Rita Wilson interview: ‘I’ve exhausted the canon of warm, nurturing wives. Give me crazy!’

AP

There’s only one disappointment about Rita Wilson’s new album: she doesn’t rap. In March 2020, a week after her husband Tom Hanks sent shockwaves around the world by announcing the couple had come down with Covid, Wilson posted a video of herself in quarantine flawlessly rapping Naughty by Nature’s 1992 anthem “Hip Hop Hooray”. The clip has since racked up more than two million views on Instagram, earning praise from everyone from Kim Kardashian (“The best video EVER!!!!!!”) to Barack Obama (“Drop the mic, Rita!”).
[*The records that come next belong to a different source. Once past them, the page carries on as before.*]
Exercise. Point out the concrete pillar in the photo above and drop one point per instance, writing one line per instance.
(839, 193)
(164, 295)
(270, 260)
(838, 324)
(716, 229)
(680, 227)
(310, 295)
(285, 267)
When news of this unlikely viral hit reached Naughty By Nature, the Grammy-winning trio released a remixed version of the single featuring Wilson on the mic to raise money for the MusiCares Covid-19 Relief Fund. Surely, then, the stage was set for Wilson to offer us her takes on Tupac and NWA? She howls with laughter. “I think that’s my next project!” she jokes. “It’s funny, Naughty by Nature said, ‘Any time you want to come up and rap that song live with us, we’ll do it!’ I’m like, ‘Oh, I’m gonna find them one day on tour and just show up.’”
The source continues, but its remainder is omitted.